6:00 pm - 7:30 pm: Is it just us, or is Scott Brown a pretty good approximation of what George W. Bush would be like if the Bushes never left New England? [The Offices of Davis and Harman, 1455 Pennsylvania Ave NW Suite 1200]

6:00 pm: Alcee raises some monee. Alcee Hastings is the guest of honor at a $2,500-a-plate dinner. That's a lot of monee [Rupli Townhouse, 446 New Jersey Ave SE].

6:30 pm: Roger Wicker attends his fundraiser at the Oceanaire Seafood Room. A "seafood room" sounds like an unpleasant thing [Oceanaire Seafood Room, 1201 F Street NW].


8:00 am: Keep your friends close and your friends closer. John Barrasso attends an "Oil and Gas Industry Breakfast" [Johnny's Half Shell, 400 North Capitol Street NW #175].
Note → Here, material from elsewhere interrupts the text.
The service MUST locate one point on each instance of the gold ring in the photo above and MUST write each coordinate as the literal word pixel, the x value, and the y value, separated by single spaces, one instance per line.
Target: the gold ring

12:00 pm: John can't get enough of massive industries! John Barrasso attends a "Health Industry Lunch" [Johnny's Half Shell, 400 North Capitol Street NW #175].

5:00 pm - 7:00 pm: Unlike the rest of Americans whose business ventures saddle them with debt for years, politicians simply hold fundraisers to retire their debt. America! Go say hi to Lisa Murkowski [National Republican Senatorial Committee, 425 2nd Street NE].